Steps to Join Data from Two ElasticSearch Indices in Bold Data Hub & Bold BI
- Extract Data from Elasticsearch Indices:
- Configure Bold Data Hub to connect to your Elasticsearch instance.
- Use the interface to select specific indices and define the data fields you wish to extract.
version: 1.0.1
encrypt_credentials: true
union_all_tables: true
add_dbname_column: false
use_snake_casing: true
plugins:
extractors:
- name: es
connectorname: ElasticSearch
schemaname:
config:
host:
port:
username:
password:
index_name:
page_size: 10000
properties:
metadata:
select:
- name: es2
connectorname: ElasticSearch
schemaname:
config:
host:
port:
username:
password:
index_name:
page_size: 10000
properties:
metadata:
select:
IgnoreSourcetable: false
isDropTable: true
direct_target_import: false
direct_load_to_destination: true
isDeleteandUpdate: false
set_not_null_as_primary_key: false
- Save the pipeline.
-
Join the Tables from Elasticsearch Indices using Transformation:
- Now the data will be extracted and moved to transform layer in nested format.

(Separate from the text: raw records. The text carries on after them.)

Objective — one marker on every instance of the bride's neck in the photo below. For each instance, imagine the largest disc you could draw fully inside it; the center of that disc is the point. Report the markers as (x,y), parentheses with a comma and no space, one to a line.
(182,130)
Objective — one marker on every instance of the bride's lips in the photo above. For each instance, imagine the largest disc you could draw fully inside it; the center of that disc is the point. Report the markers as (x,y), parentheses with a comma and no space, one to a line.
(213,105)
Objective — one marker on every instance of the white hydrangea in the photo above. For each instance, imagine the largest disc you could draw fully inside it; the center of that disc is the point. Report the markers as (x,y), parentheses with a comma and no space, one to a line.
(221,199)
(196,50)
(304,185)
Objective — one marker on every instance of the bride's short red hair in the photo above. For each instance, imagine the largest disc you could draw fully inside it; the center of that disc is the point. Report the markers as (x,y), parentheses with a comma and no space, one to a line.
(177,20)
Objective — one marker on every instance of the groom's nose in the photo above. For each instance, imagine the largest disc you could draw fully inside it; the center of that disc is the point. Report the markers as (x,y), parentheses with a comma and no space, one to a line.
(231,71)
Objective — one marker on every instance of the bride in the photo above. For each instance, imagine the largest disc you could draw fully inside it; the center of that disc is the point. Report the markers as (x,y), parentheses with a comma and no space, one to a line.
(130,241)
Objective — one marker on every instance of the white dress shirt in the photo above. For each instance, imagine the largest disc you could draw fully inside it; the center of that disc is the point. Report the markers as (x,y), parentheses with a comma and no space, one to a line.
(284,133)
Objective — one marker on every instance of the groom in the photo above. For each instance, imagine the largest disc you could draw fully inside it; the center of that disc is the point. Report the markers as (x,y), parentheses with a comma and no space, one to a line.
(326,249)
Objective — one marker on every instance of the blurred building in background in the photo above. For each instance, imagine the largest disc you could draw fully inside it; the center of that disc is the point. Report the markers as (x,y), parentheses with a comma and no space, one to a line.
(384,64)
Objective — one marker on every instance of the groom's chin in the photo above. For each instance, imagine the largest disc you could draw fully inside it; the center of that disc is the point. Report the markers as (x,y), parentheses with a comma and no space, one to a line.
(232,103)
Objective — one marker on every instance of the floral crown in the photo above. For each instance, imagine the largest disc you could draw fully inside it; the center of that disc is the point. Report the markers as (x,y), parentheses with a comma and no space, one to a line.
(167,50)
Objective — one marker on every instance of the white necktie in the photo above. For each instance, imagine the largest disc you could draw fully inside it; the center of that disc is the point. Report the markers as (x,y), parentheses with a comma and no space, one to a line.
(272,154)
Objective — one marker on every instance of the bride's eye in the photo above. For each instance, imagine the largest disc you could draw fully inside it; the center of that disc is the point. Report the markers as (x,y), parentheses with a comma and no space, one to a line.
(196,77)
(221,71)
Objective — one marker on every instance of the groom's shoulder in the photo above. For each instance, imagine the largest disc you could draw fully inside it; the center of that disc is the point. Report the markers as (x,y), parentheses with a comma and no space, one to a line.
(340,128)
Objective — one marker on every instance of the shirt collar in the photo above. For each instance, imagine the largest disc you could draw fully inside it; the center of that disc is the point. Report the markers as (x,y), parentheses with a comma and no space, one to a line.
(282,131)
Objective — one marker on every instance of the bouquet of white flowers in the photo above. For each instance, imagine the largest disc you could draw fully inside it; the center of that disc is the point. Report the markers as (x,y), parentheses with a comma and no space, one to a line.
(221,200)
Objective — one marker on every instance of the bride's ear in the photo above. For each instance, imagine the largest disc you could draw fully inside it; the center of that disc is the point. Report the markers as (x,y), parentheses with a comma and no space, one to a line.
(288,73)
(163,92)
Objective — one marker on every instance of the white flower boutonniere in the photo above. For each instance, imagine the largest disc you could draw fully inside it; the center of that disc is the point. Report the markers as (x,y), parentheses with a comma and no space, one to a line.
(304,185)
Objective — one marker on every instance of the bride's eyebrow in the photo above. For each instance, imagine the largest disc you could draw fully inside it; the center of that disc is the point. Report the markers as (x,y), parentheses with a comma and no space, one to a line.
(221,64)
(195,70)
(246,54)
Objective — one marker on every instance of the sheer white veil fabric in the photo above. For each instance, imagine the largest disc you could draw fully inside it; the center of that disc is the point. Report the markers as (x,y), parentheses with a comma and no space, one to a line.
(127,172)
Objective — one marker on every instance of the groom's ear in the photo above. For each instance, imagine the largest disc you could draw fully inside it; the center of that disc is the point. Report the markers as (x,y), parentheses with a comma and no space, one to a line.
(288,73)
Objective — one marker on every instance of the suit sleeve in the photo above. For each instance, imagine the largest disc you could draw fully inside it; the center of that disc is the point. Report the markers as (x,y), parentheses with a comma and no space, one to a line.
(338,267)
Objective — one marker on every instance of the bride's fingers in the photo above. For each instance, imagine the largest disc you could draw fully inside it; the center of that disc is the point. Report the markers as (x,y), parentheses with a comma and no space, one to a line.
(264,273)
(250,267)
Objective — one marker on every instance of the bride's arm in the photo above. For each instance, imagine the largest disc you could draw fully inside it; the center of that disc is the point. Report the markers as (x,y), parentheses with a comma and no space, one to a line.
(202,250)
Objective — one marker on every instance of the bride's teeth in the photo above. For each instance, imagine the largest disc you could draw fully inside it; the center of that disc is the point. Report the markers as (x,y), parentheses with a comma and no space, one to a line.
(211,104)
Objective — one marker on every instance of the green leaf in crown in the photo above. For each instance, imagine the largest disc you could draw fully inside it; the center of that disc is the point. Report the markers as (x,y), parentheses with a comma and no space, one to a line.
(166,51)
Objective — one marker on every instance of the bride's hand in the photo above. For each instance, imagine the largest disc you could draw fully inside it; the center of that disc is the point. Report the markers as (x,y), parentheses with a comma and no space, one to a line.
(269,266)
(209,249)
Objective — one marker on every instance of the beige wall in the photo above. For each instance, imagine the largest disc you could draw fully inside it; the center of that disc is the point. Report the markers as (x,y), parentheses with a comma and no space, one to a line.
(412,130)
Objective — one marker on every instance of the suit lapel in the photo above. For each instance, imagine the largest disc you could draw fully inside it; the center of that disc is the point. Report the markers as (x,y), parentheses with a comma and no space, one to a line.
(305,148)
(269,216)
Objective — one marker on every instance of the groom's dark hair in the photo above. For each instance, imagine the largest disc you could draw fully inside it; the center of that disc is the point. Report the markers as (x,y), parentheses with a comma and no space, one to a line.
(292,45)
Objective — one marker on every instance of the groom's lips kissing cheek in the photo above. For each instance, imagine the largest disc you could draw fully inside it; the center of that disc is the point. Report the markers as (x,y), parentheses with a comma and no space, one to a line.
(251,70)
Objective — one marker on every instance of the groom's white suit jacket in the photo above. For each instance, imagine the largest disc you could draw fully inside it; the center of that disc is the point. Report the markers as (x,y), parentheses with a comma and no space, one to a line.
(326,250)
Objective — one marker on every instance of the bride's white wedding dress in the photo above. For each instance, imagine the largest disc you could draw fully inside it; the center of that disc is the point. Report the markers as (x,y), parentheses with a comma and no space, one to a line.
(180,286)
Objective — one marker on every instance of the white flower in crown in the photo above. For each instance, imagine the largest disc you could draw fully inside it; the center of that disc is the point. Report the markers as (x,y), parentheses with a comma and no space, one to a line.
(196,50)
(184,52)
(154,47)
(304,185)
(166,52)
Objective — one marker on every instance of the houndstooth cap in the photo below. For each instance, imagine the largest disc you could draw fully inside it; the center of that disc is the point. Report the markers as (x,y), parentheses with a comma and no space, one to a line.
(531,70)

- As we show the data as nested format in transform layer, we cannot join the data in Data Hub. Unnest the data using below query to view the columns extracted,
Note: Change the schema(elasticextract) and Table name (departments).
Select * unnest("_source") from "elasticextract"."departments"
- Create a Transform table and write the join query using above unnest query to join the tables and remove duplicate columns.
SELECT d.*,
e.emp_id,
e.emp_name
FROM (
SELECT
unnest("_source") from "elasticextract"."departments"
) d
JOIN (
SELECT
unnest("_source")
FROM elasticextract.employees
) e
ON d.department_id = e.department_id
- Now Save and Transform. The data will be moved to the destination.
- Creating a Pipeline in Bold Data Hub automatically creates a Data Source in Bold BI. The Bold BI Data Source is a live data source to the destination database used in Bold Data Hub.
- Now use the data source created in the dashboard.